= Tetsuo Ochikubo =

Japanese-American painter (1923–1975)

Tetsuo Ochikubo (1923–1975), also known as Bob Ochikubo, was a Japanese-American painter, sculpture, and printmaker who was born in Waipahu, Hawaii, Honolulu county, Hawaii. During the Second World War, he served with the 100th Battalion of the 442nd Regimental Combat Team. After being discharged from the Army, he studied painting and design at the School of the Art Institute of Chicago and at the Art Students League of New York. In 1953, he spent a year in Japan, studying traditional brush painting and connecting with his ancestry. He worked at Tamarind Institute in the 1960s and is best known for his entirely abstract paintings and lithographs. Along with Satoru Abe, Bumpei Akaji, Edmund Chung, Jerry T. Okimoto, James Park, and Tadashi Sato, Ochikubo was a member of the Metcalf Chateau, a group of seven Asian-American artists with ties to Honolulu. Ochikubo died in Kawaihae, Hawaii in 1975.

==Education==
- Waipahu High School, Waipahu, Oahu, Hawaii.
- University of Hawaiʻi, 1946.
- Chicago Art Institute, 1947–48.
- Ray Vogue School of Art, Chicago, 1947–48.
- Art Students League, 1951–52, 1956–60.
- Private instruction in Oriental Brush Painting (with Takehiko Mohri, Tokyo, Japan, 1953).
- Pratt Institute, New York, 1960.

==Positions held==
- Instructor, (watercolor and painting), Adult Education Program, McKinley High School, Honolulu, Hawaii, 1950–51.
- Visiting Artist - Department of Art, University of Mississippi, University, Mississippi, 1960.
- Supervisor, Graphic Workshop, Art Students League, New York, 1960–61.
- Professor, Mary Washington College, University of Virginia, Fredericksburg, Virginia, 1961–63.
- Professor, School of Art, Syracuse University, 1964–72.
- National Endowment for the Arts, Artist in Residence, Hawaii, 1972.
- Professor, School of Art, University of Hawaiʻi, Hilo, 1972–75.

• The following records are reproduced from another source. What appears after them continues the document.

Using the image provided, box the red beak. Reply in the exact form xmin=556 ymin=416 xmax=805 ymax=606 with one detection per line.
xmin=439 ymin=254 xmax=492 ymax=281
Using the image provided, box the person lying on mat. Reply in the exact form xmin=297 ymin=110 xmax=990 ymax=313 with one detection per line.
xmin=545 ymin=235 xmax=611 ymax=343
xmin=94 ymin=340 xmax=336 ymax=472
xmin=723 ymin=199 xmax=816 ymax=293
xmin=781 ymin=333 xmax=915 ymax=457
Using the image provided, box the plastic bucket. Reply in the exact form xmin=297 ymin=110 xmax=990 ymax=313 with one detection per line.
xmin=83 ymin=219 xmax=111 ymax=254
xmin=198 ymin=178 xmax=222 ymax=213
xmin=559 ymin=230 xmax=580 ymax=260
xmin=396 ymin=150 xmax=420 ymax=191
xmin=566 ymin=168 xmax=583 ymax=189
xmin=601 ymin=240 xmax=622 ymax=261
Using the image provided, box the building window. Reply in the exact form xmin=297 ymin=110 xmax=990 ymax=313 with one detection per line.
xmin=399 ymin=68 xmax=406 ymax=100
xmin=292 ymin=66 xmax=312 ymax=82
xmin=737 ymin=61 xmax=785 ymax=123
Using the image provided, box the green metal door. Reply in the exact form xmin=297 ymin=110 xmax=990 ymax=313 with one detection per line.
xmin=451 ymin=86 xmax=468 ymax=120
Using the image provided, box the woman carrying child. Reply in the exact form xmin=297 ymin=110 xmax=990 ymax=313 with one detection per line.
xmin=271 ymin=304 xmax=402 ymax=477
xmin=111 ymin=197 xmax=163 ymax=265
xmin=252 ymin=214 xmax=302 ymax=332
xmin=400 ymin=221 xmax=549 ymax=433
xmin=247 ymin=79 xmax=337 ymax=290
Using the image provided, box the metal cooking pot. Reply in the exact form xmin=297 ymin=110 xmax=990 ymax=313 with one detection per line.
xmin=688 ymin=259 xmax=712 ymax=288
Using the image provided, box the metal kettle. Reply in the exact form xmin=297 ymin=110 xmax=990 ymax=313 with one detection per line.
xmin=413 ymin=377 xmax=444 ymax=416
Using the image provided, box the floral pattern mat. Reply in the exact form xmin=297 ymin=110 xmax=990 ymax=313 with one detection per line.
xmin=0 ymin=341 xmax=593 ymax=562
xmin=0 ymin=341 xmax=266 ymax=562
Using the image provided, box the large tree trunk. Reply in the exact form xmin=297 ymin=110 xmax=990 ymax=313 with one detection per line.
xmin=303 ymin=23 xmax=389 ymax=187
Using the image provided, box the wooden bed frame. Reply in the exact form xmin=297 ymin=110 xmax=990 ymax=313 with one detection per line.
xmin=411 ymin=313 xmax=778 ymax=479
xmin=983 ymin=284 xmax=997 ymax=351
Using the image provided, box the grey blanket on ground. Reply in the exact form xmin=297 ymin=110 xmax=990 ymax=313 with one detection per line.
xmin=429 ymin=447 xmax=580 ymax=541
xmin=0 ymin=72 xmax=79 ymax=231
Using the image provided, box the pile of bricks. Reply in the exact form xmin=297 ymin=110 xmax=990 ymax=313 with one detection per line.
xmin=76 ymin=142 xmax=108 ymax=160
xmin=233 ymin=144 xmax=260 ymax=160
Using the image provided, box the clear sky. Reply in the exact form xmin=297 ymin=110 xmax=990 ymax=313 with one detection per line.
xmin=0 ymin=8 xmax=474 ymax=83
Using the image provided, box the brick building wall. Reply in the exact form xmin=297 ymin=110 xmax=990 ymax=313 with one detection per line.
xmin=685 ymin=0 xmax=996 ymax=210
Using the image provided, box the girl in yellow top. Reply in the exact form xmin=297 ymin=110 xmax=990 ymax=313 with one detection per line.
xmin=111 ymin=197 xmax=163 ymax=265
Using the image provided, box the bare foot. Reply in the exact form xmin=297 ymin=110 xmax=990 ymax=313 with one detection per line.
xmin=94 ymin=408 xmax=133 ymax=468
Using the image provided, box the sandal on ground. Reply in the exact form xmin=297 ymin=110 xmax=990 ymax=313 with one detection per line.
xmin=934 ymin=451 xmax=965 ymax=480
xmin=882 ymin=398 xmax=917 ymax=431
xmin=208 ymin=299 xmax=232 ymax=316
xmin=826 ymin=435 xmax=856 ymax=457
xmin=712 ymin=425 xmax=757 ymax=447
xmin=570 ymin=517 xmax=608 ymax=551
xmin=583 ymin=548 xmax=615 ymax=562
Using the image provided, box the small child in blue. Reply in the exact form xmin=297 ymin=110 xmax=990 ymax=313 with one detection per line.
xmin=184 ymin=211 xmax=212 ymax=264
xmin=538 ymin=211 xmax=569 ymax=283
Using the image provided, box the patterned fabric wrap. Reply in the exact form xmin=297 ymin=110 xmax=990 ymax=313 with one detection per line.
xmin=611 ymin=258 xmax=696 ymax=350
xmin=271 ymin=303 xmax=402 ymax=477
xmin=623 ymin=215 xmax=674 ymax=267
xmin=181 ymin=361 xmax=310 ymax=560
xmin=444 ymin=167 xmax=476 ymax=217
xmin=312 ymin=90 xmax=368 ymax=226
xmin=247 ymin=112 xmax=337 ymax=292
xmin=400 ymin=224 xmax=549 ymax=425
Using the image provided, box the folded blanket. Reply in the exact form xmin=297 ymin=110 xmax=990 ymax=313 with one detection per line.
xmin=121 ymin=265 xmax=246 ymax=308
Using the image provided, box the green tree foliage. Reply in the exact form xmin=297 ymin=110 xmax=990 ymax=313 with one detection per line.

==Honors and distinctions==
- Thekla M. Bernays Scholarship, Art Students League, 1956–57.
- John Hay Whitney Foundation Fellowship, 1957–58.
- John Simon Guggenheim Memorial Fellowship, 1958–59.
- Tamarind Lithography Workshop Fellowship, Los Angeles, 1960.

==Selected permanent collections==
- The Cincinnati Art Museum, Cincinnati, Ohio.
- Honolulu Museum of Art, Honolulu, Hawaii.
- Print Club (now called The Print Center), Philadelphia, Pennsylvania.
- Art Students League of New York, New York City, New York.
- The Library of Congress, Washington, D.C.
- Albright–Knox Art Gallery, Buffalo, New York.
- Mary Washington College, Fredericksburg, Virginia.
- Chrysler Museum of Art, Norfolk, Virginia.
- Syracuse University, Syracuse, New York.
- Fine Arts Section, US Information Agency, Washington, D.C.
- Oswego State University, Oswego, New York.
- St. Lawrence University, Canton, New York.
- De Cordova Museum, Lincoln, Massachusetts.
- Hawaii State Foundation on Culture and the Arts, Honolulu, Hawaii.
- Hirshhorn Museum and Sculpture Garden, Smithsonian Institution, Washington, D.C.
- Fine Arts Museums of San Francisco, San Francisco, California.
- National Gallery of Art, Washington, D.C.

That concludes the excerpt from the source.